La luz disminuía veloz en el monte entrerriano. La cuadrilla
lo perseguía encarnizada pese al calor y el cansancio. “¡Rendite ño
Calandria, te tenemo’ a tiro de bola ya!” gritó estentóreo el sargento José
María y sus palabras llegaron secas, como oídas en un sueño, a los oídos del
bandido. Montado en aquel mancarrón que le había robado al negro Gómez se
disponía a hacerles frente. “¡Calandria no se rinde ni teme a nadie!”

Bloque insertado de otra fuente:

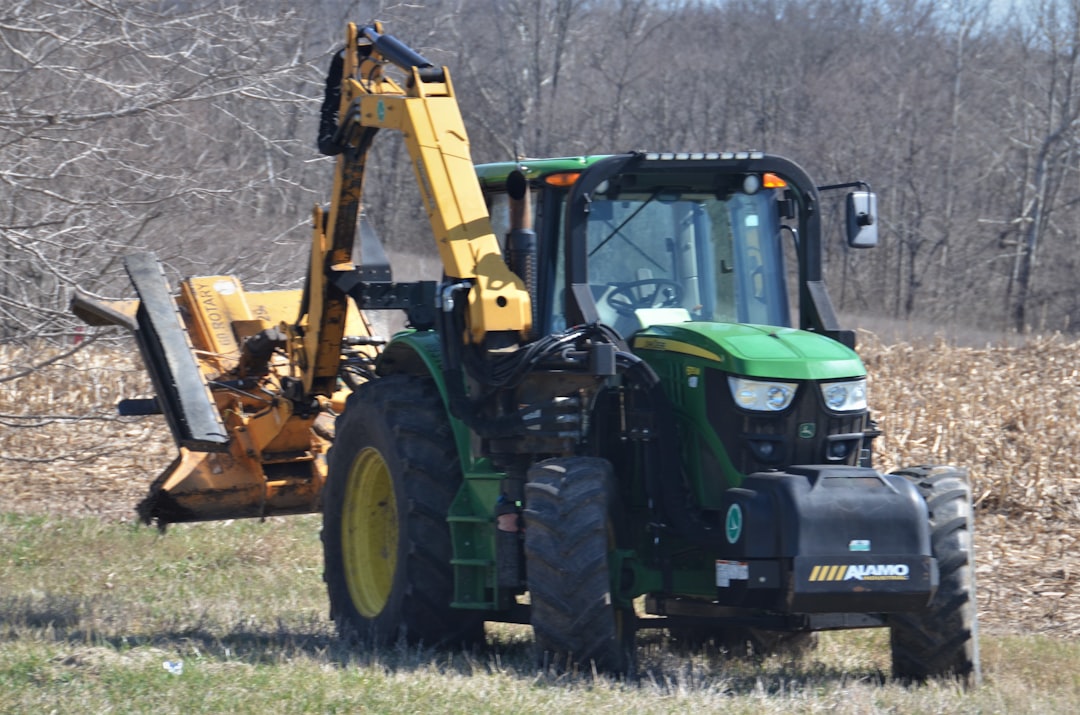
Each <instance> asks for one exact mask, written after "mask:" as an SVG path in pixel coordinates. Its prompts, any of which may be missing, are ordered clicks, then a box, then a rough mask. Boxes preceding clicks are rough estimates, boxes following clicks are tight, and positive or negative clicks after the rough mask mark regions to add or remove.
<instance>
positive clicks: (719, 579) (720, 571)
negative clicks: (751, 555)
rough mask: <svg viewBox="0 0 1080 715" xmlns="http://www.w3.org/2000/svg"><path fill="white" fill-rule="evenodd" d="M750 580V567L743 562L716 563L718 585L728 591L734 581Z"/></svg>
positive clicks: (720, 587)
mask: <svg viewBox="0 0 1080 715" xmlns="http://www.w3.org/2000/svg"><path fill="white" fill-rule="evenodd" d="M747 579H750V565H748V564H747V563H746V562H743V561H717V562H716V585H717V586H719V588H721V589H727V588H728V586H730V585H731V582H732V581H746V580H747Z"/></svg>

escucharon los soldados antes de que un certero tiro de bolas parta de la
cuadrilla echando a tierra al caballo y su fugitivo.
Lo tienen atado de manos a él, el más hábil bandido del
litoral. Su cuello desnudo enfrenta ahora el filo amenazante de un facón.
Con mirada obsesiva se detiene en el mango labrado de alpaca. Está tranquilo,
sabe que no pueden matarlo todavía porque en su bolsillo conserva el amuleto curado
de gualichos que su abuela le dio en el Uruguay.
La presión del facón en las venas de su cuello se vuelve
intolerable. Van a liquidarlo. Calandria no lo puede creer, la muerte debería estar
lejos mientras el talismán esté en su bolsillo. Pero, ¿lo tiene realmente? Piensa que pudo haberlo perdido en la fuga y el miedo lo domina como una noche sin luna. Quiere tantear
su chaqueta pero la cuerda oprime sus muñecas. Gotas de sangre brotan de su garganta.
Se despierta jadeando y con la cara transpirada. Extiende sus brazos y los siente liberados. La almohada húmeda pero relajada y la cama de siempre, en Buenos Aires. Por suerte es Paul Groussac,
intelectual de la élite porteña y afortunado ajeno a los entreveros soñados. Aunque todavía dude, confundido.
Siente
miedo en la oscuridad del cuarto, necesita con urgencia meter la mano en el
bolsillo y ver lo que hay dentro de él.